# The E-Cipher Overview

by Ron Miller, April 2001

The E-cipher is a cipher algorithm with the emphasis on Efficiency so as to achieve the highest combined level of security and ease of implementation. The E-Cipher can easily be used by everyone and everywhere with nothing more than pencil and paper at one's disposal.

Previously this high ground was held by the Vigenere, then likely ‘Solitaire’, and perhaps then ‘Mirdek’, ciphers. Being a mathematician and having a detective bent, while studying at Orange Coast College and UCI,  I became very interested in mathematical puzzles and cryptography. I personally studied and researched as an enthusiast in this area over the last few decades. Then, in recent years, I went on to develop proprietary computerized cryptograph algorithms and applications. After reading ‘The Code Book’ by Simon Singh, I looked for a way to combine the best of the hand done and the very strong and successful mechanized ciphers used up to the time of computers in a way that could be implemented simply with pencil and paper, while being resistant to modern computerized cryptanalysis. From this vantage point I devised the E-Cipher.

The E-Cipher, and its derivations, are considered protected as intellectual property to the fullest extent of the copyright laws. I do hereby grant free private (non commercial) personal use of the E-Cipher to anyone using it in connection with ethical and legal activities.

## Strength of the algorithm

The E-Cipher uses (what I call) a metamorphing poly-alphabet character substitution algorithm. This has the effect that the mapping from plain text to cipher text is different for every character of a message. Testing shows that the pattern of the character mapping does not appear to repeat even after 100s of thousands of characters, and perhaps more than millions. With some ‘weak’ keys minor cyclic patterns occur on the order of one character substitution in 650, statistically speaking. This poses virtually no risk in messages not too many kilobytes long; and longer messages are not expected with a hand performed algorithm.

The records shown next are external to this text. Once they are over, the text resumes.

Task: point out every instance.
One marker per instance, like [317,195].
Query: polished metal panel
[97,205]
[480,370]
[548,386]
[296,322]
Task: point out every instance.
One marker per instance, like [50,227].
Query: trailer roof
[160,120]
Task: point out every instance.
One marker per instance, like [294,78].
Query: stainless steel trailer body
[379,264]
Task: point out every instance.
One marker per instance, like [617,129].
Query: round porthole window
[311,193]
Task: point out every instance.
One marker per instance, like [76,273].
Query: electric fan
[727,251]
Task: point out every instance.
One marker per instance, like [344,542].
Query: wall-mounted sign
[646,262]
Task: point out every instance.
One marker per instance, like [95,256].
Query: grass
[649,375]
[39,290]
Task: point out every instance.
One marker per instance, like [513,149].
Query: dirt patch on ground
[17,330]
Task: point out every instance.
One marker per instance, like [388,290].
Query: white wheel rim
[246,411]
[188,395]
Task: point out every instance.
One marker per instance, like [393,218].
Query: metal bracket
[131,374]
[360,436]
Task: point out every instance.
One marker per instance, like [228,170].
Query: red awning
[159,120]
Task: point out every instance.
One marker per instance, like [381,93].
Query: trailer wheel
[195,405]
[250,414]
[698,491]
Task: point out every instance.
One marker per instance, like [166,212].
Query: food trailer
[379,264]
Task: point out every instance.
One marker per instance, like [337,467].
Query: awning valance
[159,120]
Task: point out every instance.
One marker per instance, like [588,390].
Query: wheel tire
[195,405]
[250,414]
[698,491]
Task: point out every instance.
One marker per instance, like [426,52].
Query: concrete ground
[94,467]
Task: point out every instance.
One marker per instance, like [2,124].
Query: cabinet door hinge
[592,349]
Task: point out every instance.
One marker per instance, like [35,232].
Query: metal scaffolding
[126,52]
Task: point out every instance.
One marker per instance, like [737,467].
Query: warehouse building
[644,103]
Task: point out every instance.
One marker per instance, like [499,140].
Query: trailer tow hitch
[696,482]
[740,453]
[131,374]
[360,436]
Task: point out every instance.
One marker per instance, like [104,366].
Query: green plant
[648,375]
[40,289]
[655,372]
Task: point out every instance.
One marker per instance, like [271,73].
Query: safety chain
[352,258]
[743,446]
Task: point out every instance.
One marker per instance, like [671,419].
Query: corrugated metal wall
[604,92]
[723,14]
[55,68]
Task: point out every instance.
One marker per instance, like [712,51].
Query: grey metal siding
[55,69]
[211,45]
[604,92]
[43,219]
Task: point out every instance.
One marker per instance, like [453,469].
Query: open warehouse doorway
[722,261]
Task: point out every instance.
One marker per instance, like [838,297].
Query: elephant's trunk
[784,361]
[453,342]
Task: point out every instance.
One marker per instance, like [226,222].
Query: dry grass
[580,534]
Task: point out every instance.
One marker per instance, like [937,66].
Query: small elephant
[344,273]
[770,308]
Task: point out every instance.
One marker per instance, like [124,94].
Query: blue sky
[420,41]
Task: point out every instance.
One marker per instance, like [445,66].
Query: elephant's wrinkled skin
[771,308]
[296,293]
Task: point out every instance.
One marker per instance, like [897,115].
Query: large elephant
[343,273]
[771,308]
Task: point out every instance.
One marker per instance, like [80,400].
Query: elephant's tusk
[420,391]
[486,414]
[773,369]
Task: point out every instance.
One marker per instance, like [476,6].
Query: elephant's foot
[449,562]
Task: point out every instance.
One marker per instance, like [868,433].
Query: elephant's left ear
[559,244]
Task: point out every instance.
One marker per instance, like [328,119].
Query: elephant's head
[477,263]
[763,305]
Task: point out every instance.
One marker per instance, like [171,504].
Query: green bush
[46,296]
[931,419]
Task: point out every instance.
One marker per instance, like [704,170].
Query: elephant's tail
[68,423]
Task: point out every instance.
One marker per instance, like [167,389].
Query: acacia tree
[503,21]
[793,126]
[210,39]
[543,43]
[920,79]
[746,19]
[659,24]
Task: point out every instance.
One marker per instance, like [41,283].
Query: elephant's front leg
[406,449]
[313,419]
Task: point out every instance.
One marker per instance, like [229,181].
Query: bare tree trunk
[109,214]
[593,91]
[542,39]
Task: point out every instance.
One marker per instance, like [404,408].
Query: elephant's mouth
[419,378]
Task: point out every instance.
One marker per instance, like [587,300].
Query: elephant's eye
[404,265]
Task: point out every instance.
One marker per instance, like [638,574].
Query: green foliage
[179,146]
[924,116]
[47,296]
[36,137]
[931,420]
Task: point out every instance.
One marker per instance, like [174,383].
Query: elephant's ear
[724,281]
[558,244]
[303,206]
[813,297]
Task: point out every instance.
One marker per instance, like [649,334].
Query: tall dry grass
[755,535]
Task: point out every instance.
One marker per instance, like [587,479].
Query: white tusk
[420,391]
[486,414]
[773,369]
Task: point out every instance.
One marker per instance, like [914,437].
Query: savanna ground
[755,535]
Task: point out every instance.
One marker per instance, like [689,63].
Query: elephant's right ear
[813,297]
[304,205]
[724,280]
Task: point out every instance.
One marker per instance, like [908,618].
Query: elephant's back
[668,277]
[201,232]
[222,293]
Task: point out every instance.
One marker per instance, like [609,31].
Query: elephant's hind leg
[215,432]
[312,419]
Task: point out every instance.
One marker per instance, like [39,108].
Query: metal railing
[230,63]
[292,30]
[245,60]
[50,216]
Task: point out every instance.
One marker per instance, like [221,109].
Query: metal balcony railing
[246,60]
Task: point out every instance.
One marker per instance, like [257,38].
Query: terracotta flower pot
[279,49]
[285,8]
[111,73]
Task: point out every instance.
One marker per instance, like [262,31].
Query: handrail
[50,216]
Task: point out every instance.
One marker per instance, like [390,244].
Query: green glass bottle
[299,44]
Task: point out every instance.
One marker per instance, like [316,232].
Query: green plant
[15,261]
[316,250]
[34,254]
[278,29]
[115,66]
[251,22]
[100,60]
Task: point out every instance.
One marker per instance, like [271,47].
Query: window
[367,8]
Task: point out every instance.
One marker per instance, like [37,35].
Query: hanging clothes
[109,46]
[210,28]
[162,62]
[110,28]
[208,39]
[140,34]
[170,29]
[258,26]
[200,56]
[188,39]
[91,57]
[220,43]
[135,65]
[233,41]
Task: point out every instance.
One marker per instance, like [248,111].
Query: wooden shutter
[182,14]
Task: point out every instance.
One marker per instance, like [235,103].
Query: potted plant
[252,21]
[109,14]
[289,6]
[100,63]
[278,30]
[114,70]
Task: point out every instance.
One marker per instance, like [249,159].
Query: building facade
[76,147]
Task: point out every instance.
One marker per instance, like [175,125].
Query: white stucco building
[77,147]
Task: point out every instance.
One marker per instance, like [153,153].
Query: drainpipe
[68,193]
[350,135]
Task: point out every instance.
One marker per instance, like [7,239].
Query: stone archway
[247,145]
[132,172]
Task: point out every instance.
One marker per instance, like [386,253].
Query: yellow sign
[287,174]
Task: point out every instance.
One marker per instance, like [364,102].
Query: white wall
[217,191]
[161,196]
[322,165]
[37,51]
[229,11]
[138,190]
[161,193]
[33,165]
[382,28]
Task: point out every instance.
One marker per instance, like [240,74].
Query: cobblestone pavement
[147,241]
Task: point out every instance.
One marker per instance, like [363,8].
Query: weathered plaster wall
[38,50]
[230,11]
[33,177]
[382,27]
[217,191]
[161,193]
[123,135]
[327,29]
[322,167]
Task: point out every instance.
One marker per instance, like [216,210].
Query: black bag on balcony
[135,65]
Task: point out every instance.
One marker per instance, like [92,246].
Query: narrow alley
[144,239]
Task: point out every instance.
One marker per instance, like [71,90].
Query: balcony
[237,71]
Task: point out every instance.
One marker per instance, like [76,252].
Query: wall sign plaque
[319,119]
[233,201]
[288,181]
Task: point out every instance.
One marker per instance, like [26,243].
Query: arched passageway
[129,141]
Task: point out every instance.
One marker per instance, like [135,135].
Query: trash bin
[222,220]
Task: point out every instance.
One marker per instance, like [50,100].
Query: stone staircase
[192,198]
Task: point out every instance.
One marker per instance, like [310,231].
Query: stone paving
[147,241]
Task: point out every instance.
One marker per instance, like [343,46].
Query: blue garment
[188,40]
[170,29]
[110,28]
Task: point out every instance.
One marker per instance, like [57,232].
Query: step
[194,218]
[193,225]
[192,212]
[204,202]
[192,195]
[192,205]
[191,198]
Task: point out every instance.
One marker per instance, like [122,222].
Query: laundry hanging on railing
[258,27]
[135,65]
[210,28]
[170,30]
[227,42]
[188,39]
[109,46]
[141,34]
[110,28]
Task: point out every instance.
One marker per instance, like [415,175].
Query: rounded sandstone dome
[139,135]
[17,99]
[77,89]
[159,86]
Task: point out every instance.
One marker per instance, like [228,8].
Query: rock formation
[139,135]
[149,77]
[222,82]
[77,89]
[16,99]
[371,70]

This algorithm does not do a simple function on the plaintext character like adding a value (regardless of how random the value is) and doing a modulo operation, such that with two encryptions using the same key you could apply a mathematical function to the two messages, eliminating the key and allowing easy attack on the messages. Therefore with E-Cipher one could reuse a key if it were absolutely necessary. Further by not being an output-feedback mode stream cipher, a mistake in encryption or decryption will not necessarily render the remaining deciphered text totally unreadable.

Ease of Use

The implementation of the algorithm is easy to learn and perform. Nothing other than some paper and a writing instrument is needed, unlike ‘Solitaire’, which requires a deck of cards. Further the key or keys are simply any set of alphabetic characters, words or phrases; and can be agreed upon or transmitted by a vast variety of means. There is no exchanging of a card deck or special key arrangements or restrictions. At most, users may need to practice printing or put tick marks or creases on their paper to help in alignment of groups of characters if their printing is insufficiently neat and consistent. Initially grid paper could be used.

The E-Cipher can be even easier, faster, and hence more efficient, with the use of a text editor (using a mono-space font). With its ability to cut, paste, shift around, and line up text, the implementation of this algorithm is very fast and easy to be accurate. You can encrypt or decrypt at a rate of more than 10 characters in three minutes, including the needed ‘key’ processing. All of this without using some incriminating application but instead a standard utility on most any computer devices. Further there is no paper trail. A file does not need to be created; just delete the context and close the app without saving anything.